I can't understand this attitude in a time of crisis. One local example; Bombardier Avionic just launched the construction of a new plane. What did the Syndicate said when they heard of the plan? They called the company leader and they make concessions to MAKE IT WORKS! They knew that the construction could be easily exported and they opted for some flexibility to keep the work done in the Montreal area.
So, here's my point; what kind of parasite will suck his victim dry when there's no other prey around? A dumb one.
Toubrouk at November 17, 2008 10:47 AM
Toubrouk - case in point, a local job shop here was bought by another company, and they wanted to move some jobs to another plant in North or South Carolina. I think they were willing to pay relocation expenses for anyone who wanted to move with the job. That wasn't good enough for the union.

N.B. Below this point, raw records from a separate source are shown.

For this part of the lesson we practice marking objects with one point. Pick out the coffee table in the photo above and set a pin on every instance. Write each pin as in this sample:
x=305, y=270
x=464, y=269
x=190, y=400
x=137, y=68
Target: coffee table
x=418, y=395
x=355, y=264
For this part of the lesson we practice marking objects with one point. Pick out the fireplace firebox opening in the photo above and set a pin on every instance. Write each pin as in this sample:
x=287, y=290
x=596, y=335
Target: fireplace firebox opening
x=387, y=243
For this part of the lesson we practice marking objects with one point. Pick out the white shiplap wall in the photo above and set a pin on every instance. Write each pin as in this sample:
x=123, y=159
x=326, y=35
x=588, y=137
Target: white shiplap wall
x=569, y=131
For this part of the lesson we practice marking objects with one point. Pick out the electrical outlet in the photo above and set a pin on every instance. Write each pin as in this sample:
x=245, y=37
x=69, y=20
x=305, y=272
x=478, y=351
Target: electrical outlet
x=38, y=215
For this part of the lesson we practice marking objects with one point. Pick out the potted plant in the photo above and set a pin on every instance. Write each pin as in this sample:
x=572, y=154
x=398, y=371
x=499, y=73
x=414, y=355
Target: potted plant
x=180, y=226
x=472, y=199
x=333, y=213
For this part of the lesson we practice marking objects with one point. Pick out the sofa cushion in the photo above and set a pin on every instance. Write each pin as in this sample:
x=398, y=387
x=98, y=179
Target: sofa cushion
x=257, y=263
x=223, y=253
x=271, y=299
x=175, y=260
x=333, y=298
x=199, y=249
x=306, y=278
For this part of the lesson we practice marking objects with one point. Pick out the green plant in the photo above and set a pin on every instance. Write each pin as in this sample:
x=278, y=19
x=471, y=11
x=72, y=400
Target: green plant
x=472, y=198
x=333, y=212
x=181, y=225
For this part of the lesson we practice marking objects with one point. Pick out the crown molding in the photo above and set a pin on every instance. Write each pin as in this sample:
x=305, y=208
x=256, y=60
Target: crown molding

They struck. Demanded that all the jobs stay here, everyone gets a raise, and a guarantee that no jobs will be relocated in the future.
The company closed the plant and fired everyone.
The union was fine with that outcome.
It's all about power and money. As long as the union gets theirs, everyone else can burn.
brian at November 17, 2008 11:02 AM
I read today that 70% of Americans are opposed to a Big 3 bailout.
And it is pretty hard to feel sorry for a bunch of people who are so overpaid! The rest of us have gotten used to asking ourselves if we could make the same money somewhere else. The attitude of some of these union workers makes me think of stories I've heard about the mentality of workers in the U.S.S.R.
Pirate Jo at November 17, 2008 11:54 AM
IMHO, the crisis facing the Big 3 is primarily, or even largely, of their own making.
They didn't dream up the Wagner Act, nor did they create the credit crunch that is causing their sales to plummet.
That said, Brian et al above are correct: the UAW is a pox on the economy. The only way to see the back of that rent-seeking cartel is to side with the 70% of Americans who are opposed to a bailout.
Hey Skipper at November 17, 2008 12:17 PM
Here's an article to calm your nerves about the coming, bigger, Detroit crisis:
http://www.time.com/time/business/article/0,8599,1859511,00.html
Tha Mad Hungarian at November 17, 2008 2:35 PM
IMHO, the crisis facing the Big 3 is not primarily ...
Ooops.
Hey Skipper at November 17, 2008 3:06 PM
Economist Michael Jensen is quoted above:
I understand that he is a noted economist, and I am just me, but this statement is wrong, and it is a big part of our problem understanding the free market.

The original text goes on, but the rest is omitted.